Sergio Rodríguez

Personal information
- Full name: Sergio Rodríguez Muñoz
- Date of birth: 19 August 1985 (age 39)
- Place of birth: Guadalajara, Jalisco, Mexico
- Height: 1.86 m (6 ft 1 in)
- Position(s): Goalkeeper

Senior career*
- Years: Team / Apps / (Gls)
- 2008–2009: Chivas de Guadalajara / 9 / (0)
- 2009–2010: → Querétaro F.C. (loan) / ? / (?)
- 2010–2011: Dorados de Sinaloa / ? / (?)
- 2011–2013: Leones Negros / ? / (?)
- 2014: Oaxaca / ? / (?)

= Sergio Rodríguez (footballer, born August 1985) =

Mexican footballer

Sergio Rodríguez Muñoz (born August 19, 1985, in Guadalajara, Jalisco) is a former Mexican footballer who played as goalkeeper.

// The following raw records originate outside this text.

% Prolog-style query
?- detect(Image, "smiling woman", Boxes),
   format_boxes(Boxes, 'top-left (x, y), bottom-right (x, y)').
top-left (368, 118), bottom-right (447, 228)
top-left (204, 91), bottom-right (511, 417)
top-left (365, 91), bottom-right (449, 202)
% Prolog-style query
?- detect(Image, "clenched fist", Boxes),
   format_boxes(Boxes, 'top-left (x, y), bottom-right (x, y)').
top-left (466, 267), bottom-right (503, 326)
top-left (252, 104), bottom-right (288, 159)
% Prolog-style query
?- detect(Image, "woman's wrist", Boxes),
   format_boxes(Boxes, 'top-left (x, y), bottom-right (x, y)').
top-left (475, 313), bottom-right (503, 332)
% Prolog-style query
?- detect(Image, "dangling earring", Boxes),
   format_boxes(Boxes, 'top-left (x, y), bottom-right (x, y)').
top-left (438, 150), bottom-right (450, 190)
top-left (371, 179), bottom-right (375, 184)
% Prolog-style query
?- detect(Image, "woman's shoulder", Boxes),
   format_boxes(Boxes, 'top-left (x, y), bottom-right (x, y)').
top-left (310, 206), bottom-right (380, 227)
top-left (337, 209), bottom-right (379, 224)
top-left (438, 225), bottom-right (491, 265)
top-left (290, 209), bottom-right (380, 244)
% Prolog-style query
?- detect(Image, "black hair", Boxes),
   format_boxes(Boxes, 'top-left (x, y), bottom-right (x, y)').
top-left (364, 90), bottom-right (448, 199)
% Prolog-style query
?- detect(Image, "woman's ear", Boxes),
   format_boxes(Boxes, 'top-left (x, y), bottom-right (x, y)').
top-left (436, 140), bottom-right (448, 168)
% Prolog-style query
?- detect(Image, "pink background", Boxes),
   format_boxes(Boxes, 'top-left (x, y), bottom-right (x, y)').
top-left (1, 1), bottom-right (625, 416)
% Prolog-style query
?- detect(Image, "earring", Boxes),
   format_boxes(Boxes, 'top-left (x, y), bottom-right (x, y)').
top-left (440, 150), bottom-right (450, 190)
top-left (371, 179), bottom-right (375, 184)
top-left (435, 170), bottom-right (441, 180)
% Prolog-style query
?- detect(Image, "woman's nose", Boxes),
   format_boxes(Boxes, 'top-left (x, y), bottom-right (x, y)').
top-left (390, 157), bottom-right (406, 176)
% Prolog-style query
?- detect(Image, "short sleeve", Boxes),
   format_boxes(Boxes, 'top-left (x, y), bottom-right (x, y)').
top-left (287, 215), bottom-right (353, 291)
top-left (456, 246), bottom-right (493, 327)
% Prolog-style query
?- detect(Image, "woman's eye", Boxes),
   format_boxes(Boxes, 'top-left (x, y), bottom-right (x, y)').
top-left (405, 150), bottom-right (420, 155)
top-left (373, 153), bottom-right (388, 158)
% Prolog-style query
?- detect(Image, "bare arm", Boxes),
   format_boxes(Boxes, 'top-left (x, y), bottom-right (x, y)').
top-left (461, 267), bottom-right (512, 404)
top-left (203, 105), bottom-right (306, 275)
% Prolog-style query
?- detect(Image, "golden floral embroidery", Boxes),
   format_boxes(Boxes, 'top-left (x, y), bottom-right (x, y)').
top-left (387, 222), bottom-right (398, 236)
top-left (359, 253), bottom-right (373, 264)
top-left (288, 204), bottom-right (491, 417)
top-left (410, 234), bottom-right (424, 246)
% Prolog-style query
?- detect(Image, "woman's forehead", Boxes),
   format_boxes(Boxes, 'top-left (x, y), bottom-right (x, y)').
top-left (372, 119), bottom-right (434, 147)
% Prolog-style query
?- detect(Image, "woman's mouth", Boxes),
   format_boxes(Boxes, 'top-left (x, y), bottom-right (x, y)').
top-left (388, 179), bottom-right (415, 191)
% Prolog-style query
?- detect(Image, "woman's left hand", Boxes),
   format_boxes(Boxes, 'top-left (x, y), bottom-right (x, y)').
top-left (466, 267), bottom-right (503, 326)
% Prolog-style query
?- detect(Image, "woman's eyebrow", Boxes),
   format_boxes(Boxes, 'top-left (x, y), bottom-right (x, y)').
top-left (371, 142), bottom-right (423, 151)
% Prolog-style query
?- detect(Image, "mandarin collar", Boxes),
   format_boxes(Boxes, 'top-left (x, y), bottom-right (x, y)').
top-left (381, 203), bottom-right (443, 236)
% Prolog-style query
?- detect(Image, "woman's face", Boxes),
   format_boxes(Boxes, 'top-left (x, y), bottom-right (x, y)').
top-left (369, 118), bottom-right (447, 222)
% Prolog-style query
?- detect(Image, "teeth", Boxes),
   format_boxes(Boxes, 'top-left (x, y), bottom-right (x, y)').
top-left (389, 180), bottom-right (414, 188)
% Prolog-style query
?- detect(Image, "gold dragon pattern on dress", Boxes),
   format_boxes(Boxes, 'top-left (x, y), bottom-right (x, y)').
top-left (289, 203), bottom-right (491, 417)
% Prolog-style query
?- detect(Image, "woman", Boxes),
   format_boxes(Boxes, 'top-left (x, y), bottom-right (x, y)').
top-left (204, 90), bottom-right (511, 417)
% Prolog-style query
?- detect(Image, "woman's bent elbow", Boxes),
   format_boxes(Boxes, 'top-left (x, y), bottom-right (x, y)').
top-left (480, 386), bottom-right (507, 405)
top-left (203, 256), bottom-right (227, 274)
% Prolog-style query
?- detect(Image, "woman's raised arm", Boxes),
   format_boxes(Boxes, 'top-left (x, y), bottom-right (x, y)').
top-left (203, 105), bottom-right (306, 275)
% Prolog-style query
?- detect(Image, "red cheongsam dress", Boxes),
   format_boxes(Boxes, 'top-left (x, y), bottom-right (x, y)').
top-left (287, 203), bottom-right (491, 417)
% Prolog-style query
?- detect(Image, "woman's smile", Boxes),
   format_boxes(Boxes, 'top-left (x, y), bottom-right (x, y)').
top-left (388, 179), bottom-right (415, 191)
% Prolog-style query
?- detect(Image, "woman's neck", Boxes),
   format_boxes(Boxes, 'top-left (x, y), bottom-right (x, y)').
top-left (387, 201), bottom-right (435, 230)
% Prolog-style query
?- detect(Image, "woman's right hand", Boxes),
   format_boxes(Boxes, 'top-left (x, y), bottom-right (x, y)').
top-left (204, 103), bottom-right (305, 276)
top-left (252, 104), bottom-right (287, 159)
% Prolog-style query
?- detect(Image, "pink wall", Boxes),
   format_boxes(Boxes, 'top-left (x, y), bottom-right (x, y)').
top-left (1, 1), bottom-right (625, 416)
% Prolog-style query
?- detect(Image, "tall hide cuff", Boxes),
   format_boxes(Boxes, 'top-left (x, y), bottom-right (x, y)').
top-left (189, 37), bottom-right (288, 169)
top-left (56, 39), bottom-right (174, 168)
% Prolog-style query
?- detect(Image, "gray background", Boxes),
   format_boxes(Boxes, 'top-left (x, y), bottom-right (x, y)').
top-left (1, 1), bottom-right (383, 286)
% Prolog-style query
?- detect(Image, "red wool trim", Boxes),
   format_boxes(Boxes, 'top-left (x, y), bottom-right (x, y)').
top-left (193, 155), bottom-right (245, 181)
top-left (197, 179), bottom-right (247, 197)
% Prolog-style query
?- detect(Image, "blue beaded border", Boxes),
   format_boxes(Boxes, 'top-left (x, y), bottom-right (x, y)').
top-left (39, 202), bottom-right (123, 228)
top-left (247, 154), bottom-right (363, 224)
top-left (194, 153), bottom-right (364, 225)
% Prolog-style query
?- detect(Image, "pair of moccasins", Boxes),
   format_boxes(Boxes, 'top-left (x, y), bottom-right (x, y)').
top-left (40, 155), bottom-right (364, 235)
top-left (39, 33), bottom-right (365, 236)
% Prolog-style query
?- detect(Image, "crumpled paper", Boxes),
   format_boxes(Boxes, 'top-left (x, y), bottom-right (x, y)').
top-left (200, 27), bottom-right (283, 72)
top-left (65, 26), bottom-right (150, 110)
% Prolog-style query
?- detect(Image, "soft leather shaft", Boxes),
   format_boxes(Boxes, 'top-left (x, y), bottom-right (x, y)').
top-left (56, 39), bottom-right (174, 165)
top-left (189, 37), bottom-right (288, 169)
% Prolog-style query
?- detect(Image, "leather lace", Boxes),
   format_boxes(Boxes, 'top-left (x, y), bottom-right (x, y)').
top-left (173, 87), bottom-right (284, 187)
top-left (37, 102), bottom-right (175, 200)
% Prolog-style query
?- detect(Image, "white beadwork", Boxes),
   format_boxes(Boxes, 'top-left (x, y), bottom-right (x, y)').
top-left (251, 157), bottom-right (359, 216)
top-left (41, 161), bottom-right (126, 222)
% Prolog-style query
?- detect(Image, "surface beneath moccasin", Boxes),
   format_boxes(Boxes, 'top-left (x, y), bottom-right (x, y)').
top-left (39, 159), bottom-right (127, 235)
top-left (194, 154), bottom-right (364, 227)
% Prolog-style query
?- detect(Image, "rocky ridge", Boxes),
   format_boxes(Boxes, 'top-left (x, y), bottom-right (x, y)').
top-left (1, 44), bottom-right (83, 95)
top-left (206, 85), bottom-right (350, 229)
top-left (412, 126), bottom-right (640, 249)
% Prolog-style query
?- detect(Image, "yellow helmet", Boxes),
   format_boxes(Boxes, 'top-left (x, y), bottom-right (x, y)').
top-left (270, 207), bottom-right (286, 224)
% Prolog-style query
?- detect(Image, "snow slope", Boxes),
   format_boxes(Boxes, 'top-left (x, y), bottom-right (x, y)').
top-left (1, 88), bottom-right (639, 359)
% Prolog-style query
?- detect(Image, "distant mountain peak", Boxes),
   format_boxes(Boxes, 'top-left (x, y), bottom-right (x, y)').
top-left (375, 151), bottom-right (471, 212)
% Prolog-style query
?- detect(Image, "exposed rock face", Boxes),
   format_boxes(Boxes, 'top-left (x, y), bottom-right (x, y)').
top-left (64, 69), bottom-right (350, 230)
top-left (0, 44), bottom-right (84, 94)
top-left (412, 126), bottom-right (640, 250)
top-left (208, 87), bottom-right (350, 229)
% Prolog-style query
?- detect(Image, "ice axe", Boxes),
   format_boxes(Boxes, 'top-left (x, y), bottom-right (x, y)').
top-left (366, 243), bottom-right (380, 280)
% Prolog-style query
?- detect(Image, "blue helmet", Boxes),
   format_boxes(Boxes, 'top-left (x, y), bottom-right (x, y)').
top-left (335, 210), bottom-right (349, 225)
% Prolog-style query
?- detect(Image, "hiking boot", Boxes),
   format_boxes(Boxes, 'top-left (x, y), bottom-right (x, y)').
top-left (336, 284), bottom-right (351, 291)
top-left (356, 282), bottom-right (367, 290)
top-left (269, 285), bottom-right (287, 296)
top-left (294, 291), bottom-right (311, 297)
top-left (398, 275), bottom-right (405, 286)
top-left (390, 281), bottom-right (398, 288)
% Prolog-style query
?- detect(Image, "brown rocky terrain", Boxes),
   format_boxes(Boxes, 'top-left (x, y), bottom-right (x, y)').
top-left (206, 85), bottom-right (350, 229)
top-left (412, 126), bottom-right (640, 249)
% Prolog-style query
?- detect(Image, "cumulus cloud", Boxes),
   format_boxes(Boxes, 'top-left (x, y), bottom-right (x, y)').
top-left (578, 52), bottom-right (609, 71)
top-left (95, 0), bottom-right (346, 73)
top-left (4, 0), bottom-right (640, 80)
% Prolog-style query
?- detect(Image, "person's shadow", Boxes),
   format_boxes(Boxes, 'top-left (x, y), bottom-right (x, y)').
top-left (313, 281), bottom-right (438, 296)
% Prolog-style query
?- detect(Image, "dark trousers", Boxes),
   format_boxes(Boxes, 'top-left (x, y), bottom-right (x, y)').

Rodríguez replaced starting goalkeeper Luis Ernesto Michel for the 2008 Primera División Apertura season, after Michel broke his forearm while playing the Superliga against Atlante. Sergio made his debut on July 28, 2008, against Cruz Azul. Never touching the ball in play, Rodríguez stopped a penalty kick from Miguel Sabah during the second minute, making the stop his first ever play in the Mexican Primera División. The future seemed promising for the young goalkeeper, as he received 17 goals in 9 games; it quickly turned sour. He allowed 5 goals in a friendly against FC Barcelona.

Rodríguez was later relegated to the bench, due to the many mistakes he made and the goals allowed. He was replaced by Víctor Hugo Hernández.